You have to have suffered the torment of Western blotting to appreciate this cartoon and it’s nigh on impossible to really explain the job to someone who hasn’t. Although please feel free to have a go below.
Western blotting is integral to almost any experiment that involves proteins whether it’s validating an antibody, the success of a knockdown or identifying binding partners. And yet it all hinges on the fickle nature of having a decent antibody one of the most misunderstood and abused areas of modern research. Entire mythologies evolve in labs about the exact set of circumstances required not just to get bands but at the right size too. There are descriptions of Elven lore in the Lord of the Rings that are less esoteric. And then of course there’s the desperate rationalisation of why the bands are at the wrong size. Hmmm, probably glycosylation was always my personal favourite.

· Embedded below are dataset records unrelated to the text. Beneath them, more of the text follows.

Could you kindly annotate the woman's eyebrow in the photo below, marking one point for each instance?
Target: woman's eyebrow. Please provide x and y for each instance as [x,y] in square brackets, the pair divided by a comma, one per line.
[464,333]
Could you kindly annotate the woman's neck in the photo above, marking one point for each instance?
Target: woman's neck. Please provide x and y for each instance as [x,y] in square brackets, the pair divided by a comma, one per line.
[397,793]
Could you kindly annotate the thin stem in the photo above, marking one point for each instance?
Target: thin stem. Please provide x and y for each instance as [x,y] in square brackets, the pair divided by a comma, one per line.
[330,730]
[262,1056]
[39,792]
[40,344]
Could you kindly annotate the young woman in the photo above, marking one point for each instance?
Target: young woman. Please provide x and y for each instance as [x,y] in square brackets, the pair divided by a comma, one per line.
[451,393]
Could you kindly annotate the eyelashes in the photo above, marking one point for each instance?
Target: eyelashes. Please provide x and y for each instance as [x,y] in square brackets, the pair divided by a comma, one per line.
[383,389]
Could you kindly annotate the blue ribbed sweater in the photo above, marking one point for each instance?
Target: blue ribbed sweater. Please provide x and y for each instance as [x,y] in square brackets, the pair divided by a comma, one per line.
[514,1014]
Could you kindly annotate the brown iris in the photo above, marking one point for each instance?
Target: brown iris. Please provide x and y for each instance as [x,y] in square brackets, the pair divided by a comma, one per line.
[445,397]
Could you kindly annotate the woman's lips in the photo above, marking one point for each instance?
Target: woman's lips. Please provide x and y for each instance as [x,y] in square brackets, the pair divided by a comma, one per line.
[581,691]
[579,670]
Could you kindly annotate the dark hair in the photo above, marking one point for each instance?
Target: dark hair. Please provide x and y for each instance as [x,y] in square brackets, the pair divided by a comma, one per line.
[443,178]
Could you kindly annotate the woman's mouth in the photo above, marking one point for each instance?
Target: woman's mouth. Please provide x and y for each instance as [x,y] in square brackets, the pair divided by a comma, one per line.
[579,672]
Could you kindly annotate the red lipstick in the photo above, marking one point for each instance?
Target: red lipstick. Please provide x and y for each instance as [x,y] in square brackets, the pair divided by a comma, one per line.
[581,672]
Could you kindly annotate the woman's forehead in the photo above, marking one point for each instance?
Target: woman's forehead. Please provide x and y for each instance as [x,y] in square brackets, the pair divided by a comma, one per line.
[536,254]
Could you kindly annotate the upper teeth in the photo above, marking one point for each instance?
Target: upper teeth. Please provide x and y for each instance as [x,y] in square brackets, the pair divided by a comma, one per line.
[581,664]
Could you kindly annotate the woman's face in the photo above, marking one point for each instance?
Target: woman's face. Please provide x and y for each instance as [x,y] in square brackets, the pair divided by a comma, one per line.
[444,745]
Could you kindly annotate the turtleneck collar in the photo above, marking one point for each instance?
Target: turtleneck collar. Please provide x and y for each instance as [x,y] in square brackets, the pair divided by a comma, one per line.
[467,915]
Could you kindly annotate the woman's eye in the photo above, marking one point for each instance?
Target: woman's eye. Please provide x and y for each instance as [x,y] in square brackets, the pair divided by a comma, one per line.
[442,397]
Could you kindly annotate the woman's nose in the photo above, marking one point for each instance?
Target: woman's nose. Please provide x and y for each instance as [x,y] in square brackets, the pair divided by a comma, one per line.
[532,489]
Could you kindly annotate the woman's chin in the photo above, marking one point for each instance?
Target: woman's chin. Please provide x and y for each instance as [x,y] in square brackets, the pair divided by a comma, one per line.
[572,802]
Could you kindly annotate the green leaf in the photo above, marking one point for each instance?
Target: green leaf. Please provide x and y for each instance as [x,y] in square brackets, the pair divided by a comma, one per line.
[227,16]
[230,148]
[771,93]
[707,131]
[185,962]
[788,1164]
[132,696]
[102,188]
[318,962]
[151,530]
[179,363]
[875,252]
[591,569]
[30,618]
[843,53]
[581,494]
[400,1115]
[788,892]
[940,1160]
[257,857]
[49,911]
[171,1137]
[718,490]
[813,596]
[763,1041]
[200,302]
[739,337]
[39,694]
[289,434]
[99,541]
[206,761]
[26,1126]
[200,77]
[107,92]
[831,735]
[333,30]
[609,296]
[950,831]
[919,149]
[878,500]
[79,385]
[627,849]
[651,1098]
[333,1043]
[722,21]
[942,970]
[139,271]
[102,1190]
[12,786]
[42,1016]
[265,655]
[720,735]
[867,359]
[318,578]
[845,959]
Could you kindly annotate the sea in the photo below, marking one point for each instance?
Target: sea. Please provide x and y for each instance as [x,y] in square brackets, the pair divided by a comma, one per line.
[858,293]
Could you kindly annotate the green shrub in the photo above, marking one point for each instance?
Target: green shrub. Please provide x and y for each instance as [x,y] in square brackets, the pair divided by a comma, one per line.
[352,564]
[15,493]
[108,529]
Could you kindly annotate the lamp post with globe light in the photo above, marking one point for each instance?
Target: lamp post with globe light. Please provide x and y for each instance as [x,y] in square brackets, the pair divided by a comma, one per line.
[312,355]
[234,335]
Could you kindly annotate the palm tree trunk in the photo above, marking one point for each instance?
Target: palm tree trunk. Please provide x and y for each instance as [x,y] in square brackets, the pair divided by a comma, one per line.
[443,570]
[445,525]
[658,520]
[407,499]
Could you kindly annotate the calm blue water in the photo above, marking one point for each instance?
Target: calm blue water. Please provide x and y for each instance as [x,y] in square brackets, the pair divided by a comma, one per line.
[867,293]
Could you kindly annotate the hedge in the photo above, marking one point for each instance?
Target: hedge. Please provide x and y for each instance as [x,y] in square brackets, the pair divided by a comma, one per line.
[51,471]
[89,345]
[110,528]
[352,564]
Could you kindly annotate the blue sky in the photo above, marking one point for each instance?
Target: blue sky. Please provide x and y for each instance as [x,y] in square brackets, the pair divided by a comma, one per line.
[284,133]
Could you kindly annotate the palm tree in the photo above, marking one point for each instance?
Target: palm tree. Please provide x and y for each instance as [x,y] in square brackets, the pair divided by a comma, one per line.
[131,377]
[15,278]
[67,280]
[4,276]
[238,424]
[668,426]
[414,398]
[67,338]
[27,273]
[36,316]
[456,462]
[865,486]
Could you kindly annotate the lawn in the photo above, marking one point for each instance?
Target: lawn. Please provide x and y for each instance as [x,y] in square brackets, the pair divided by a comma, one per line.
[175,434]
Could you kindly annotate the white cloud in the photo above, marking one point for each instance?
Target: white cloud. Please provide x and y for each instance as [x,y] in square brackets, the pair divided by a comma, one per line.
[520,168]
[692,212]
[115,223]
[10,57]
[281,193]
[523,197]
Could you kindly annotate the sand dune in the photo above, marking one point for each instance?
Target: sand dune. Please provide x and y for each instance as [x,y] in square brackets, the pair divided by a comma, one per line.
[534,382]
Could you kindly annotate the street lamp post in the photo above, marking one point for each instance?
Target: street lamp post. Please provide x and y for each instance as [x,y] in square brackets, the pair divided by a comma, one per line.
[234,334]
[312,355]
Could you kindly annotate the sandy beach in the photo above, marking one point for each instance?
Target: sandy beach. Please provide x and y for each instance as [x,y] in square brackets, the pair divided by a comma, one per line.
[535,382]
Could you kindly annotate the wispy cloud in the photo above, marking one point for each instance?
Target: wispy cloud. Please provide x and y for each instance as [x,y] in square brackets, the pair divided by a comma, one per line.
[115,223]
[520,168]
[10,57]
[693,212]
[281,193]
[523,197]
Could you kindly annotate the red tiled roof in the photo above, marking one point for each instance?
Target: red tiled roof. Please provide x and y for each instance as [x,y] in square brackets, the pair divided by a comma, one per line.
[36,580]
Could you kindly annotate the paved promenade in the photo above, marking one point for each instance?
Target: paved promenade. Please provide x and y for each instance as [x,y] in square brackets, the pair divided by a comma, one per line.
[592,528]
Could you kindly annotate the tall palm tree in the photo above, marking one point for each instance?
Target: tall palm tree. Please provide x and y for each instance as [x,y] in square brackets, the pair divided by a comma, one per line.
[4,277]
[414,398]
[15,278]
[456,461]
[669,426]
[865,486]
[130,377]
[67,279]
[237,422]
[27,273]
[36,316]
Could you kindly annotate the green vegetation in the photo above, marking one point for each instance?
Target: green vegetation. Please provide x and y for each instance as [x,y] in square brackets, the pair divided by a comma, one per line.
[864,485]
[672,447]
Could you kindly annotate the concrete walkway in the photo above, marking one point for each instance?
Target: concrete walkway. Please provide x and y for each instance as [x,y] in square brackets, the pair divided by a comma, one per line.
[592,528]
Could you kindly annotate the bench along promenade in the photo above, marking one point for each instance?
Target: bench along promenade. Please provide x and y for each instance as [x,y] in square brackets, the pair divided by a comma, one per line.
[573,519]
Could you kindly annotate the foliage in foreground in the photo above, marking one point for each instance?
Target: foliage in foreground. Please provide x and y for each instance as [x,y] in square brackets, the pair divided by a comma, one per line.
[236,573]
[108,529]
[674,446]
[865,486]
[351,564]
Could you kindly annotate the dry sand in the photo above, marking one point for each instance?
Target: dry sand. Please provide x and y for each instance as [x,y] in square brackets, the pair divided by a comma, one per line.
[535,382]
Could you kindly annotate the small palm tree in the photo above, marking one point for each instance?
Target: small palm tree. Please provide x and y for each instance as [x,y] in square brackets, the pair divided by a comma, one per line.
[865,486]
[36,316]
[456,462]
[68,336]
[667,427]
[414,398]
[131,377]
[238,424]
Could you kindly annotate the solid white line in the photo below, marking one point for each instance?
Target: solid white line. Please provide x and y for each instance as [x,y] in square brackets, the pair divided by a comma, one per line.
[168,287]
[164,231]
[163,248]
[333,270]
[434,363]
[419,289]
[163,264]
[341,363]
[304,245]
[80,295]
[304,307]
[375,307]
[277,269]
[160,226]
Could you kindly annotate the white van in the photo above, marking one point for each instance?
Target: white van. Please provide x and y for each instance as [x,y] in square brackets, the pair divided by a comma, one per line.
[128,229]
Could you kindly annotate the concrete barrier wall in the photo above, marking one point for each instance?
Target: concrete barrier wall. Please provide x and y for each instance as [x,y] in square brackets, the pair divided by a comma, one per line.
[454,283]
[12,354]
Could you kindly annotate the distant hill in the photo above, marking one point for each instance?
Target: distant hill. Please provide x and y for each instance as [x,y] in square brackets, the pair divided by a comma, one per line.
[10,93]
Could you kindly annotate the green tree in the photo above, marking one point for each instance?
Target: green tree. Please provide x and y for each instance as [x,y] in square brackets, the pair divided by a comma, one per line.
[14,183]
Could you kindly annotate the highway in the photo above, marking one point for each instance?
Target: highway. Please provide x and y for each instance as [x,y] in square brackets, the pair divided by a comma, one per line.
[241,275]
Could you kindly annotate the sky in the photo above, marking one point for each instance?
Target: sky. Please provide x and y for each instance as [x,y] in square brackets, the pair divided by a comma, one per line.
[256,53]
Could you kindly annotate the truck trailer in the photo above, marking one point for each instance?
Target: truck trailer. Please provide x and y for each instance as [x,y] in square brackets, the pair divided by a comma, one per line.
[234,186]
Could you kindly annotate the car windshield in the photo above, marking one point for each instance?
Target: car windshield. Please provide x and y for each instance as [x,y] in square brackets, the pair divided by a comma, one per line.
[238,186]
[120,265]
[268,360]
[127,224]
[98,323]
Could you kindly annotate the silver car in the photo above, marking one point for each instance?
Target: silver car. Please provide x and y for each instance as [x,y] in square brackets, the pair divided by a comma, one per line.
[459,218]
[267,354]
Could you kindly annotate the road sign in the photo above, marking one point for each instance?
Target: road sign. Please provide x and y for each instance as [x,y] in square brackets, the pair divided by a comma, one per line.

There are two common outcomes which show up scientists who ought to know better. One is the horrible smiley, smeary blot, usually presented by a PhD student with a thousand yard stare that hints at long nights and weekends spent optimising every step of the protocol to no avail. Either their supervisor doesn’t have the heart to tell them to give it up or is a sadist. Either way, the blot is meaningless. The second is the blot that has been cropped so tight that it is literally just a band and becomes totally meaningless. Annotating it with a size marker doesn’t make it OK!
The situation is not helped by the opacity of antibody suppliers as to which application a given antibody works in. Catalogues are full of ‘representative’ blots that exhibit the sins above and yet still we part with our hard-earned research funds in the hope that this time things will be different. There is also the in-house antibody made by the lab publishing the suspiciously neat data. Sure they’ll send you an aliquot…eventually. What do you mean it doesn’t work? It’s fine in our hands. Are you sure your Tris was pH 7.245?